Hallowell’s share of county taxes are on the rise in the draft budget, from $266,560 this fiscal year to $277,099, up 3.95%.

The draft budget also shows $303,834 in payouts for TIF accounts.

An initial draft of the budget showed $356,060 in possible capital improvement expenditures, which is a large increase from $136,000 used last year. In the latest draft of the budget, that number was cut to $94,060.
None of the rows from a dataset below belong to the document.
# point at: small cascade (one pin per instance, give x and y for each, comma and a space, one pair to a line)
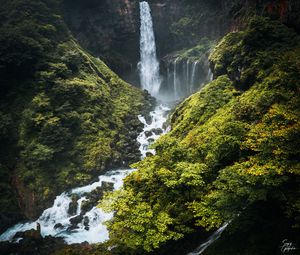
153, 130
210, 75
88, 226
149, 64
188, 82
175, 80
214, 237
194, 68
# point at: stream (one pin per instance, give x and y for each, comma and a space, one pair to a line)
89, 226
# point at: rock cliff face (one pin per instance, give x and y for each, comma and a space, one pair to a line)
110, 28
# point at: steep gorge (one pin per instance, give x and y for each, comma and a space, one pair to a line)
231, 154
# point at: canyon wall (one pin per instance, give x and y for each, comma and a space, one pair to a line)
110, 28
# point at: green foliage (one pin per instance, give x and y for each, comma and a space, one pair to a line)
63, 113
228, 148
200, 51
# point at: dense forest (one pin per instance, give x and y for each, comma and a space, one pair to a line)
73, 107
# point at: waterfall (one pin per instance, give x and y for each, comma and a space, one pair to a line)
194, 68
214, 237
88, 225
188, 82
210, 75
175, 83
149, 65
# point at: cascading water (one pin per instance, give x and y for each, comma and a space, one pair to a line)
194, 68
149, 65
57, 220
175, 81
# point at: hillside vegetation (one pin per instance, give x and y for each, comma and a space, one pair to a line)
232, 152
64, 115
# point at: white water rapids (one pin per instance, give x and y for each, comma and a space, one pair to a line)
55, 221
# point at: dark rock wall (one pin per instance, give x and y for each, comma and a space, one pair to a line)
110, 28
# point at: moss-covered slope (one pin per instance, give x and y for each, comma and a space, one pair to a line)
233, 149
64, 115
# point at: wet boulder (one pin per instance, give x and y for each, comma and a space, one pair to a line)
73, 205
58, 226
157, 131
107, 186
148, 133
86, 222
76, 220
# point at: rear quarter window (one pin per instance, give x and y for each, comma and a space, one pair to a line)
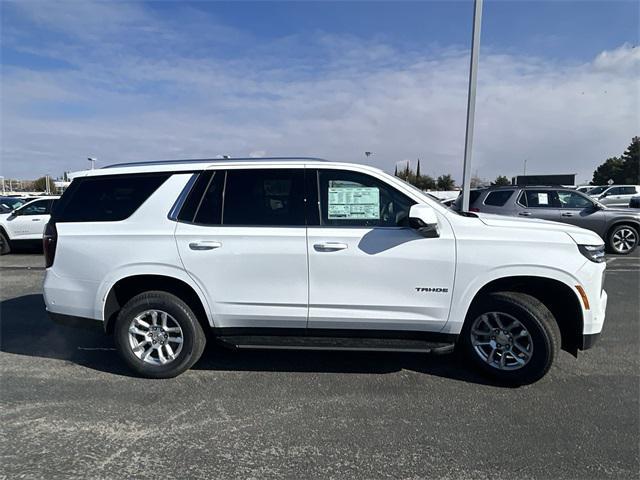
106, 199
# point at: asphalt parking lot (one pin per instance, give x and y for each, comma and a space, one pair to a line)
70, 408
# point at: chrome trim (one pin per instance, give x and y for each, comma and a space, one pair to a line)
210, 160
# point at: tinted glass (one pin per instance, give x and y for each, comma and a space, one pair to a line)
192, 202
264, 197
210, 211
106, 199
39, 207
473, 196
540, 199
573, 200
355, 199
498, 198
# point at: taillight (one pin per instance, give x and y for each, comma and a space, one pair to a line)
49, 243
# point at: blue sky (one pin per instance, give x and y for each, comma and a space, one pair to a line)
129, 81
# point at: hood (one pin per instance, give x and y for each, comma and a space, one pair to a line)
579, 235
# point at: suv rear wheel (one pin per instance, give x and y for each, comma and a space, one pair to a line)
623, 239
511, 336
158, 335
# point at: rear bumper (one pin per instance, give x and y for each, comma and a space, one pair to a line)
589, 340
76, 322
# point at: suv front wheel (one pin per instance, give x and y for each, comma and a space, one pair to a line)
511, 336
623, 239
158, 335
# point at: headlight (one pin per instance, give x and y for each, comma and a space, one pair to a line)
595, 253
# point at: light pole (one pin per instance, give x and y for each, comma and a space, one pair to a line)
471, 103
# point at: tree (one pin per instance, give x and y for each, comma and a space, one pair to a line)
40, 185
445, 182
623, 169
630, 171
501, 181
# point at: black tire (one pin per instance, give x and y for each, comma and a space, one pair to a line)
629, 232
5, 244
193, 336
544, 334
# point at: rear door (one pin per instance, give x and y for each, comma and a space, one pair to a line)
244, 243
538, 203
367, 268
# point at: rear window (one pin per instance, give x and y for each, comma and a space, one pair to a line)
106, 199
498, 198
473, 196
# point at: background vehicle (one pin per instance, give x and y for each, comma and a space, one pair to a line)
25, 223
309, 254
9, 204
619, 227
617, 195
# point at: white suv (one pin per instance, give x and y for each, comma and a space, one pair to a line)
304, 253
25, 223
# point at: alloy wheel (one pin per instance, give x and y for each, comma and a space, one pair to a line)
155, 337
501, 341
624, 240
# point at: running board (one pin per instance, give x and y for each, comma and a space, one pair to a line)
274, 342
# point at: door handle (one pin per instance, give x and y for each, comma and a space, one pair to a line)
329, 246
205, 245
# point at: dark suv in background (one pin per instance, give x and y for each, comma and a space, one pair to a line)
618, 227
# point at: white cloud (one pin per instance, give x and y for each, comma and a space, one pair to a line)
336, 98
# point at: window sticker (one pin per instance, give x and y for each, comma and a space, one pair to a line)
361, 203
543, 199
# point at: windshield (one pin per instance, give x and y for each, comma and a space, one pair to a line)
597, 190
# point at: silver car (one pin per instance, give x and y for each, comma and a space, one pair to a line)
618, 227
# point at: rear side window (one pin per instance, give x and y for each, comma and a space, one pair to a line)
540, 199
264, 197
498, 198
106, 199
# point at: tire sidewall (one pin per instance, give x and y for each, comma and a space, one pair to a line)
613, 232
543, 349
182, 314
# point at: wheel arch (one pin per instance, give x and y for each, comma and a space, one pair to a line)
561, 299
129, 286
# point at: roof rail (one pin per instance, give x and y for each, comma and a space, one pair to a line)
210, 160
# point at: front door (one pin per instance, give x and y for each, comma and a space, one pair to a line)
244, 244
367, 268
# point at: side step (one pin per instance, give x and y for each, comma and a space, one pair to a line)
335, 343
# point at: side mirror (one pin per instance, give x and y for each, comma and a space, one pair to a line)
424, 219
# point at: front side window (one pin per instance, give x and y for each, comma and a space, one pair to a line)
540, 199
498, 198
573, 200
269, 197
358, 200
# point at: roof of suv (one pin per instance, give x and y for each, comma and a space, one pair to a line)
202, 164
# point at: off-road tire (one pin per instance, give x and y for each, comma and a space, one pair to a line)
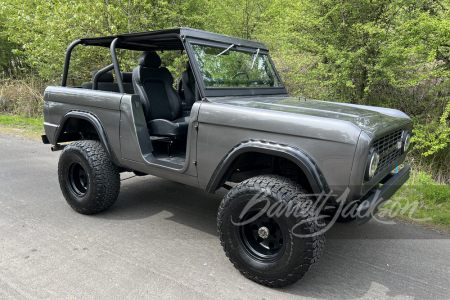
300, 253
103, 179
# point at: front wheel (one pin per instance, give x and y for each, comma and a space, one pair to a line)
272, 249
89, 181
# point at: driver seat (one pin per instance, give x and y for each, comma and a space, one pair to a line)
160, 102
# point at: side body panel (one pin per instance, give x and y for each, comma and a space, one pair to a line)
104, 105
331, 143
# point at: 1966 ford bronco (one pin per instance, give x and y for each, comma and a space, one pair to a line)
229, 123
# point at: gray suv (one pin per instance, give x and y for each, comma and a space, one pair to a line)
292, 166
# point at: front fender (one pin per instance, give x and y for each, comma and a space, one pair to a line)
304, 161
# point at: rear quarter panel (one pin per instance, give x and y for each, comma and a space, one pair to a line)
58, 101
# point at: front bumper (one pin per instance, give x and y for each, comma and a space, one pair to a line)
378, 197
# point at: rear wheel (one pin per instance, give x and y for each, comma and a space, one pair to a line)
274, 250
89, 181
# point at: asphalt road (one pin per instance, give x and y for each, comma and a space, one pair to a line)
159, 241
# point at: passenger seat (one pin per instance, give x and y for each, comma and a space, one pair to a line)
161, 103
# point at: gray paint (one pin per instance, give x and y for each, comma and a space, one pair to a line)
335, 137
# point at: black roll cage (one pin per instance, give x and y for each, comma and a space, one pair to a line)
174, 39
Those cuts include a cut $50,000 line for a police cruiser, $70,000 for the first year of a fire truck lease and $75,000 for bulkhead decking repair. On Monday, City Councilors accepted $15,000 in grant funds to repair the bulkhead from the Harbor Management and Access Grant Program Matching Grant. Councilors also appropriated $52,800 in downtown TIF funds to fund the rest of the project, and $8,000 for plywood decking if it is deemed a necessary holdover before major repairs are done.

Cuts in the budget this year may lead to a build-up of deferred costs which may strain the budget in the future. Rudy wrote in a memo that lines for vehicle and equipment replacement and building maintenance budget will “average … $458,000 in each of the next five fiscal years.” He recommended in the memo that the City Council “review its options with respect to a bond” for upcoming expenditures, including a fire vehicle and construction on a Public Works facility and new police station.

Other large cuts include a $27,000 reduction for sidewalks and a $90,000 reduction in road maintenance.

The city’s community service budget is also being heavily cut, from $72,087 to $26,283.

Utilities costs are decreasing, from $76,026 to $60,776, spurred by a $17,000 decrease in costs for street and traffic lights, along with small increases and decreases on other lines.

The second reading budget also eliminates all $44,000 recreation funding. Most of that funding, $38,600, was due to fund Hall-Dale Summer Rec, a child care program that is not operating this year due to the coronavirus pandemic.

Police department costs saw a slight decrease, from $357,211 to $345,422, a large portion of which is a $7,645 decrease in Police Chief salary.

The city’s insurance costs are increasing 11%, from $416,300 to $462,315.

Funding for a new assistant city clerk position, $29,474, still remains in the draft budget. Lapointe said Rudy has been sitting on a number of applications during the coronavirus pandemic and waiting to see if the position is needed.

The city’s municipal revenue is estimated to be $1,061,397, an increase 5.47% from last year’s budgeted municipal revenue of $1,006,315. That increase can be attributed to a new TIF revenues line, which injects $100,000 from the city’s TIF district into the budget, but that funding can only be used on certain projects.

State revenue sharing, which is expected to be much lower for all municipalities this year due to the coronavirus pandemic, is expected to bring $175,996 in revenue to Hallowell, down from $219,996 last year and as much as $326,000 in fiscal year 2009.

The city is also expected to offset either at $86,959 in costs through TIF funds.

Rudy estimated that the property tax rate could be $21.50 per $1,000 of property value, an increase of 20 cents over the current rate.



Also Monday, Sgt. Christopher Lewis and Ofc. William Towle were appointed to the city’s police department. Those appointments come two weeks after the Kennebec Journal reported that the full-time staff, five officers, would be reduced with two officers leaving.

Lewis spent the last eight years as the Topsham Police Chief and left that position earlier this month, according to the Times Record. Police Chief Scott MacMaster said Lewis lives in Augusta and was looking to get back into “community policing” in a slower-paced position.

MacMaster said three applicants were interview for the sergeant position and all of the city’s part-time officers and six applicants from a job search in January were contacted for the officer position.

The Kennebec Journal reported in April that Towle had initially accepted a full-time position with the Richmond Police Department, where MacMaster was previously the chief, but later withdrew his application.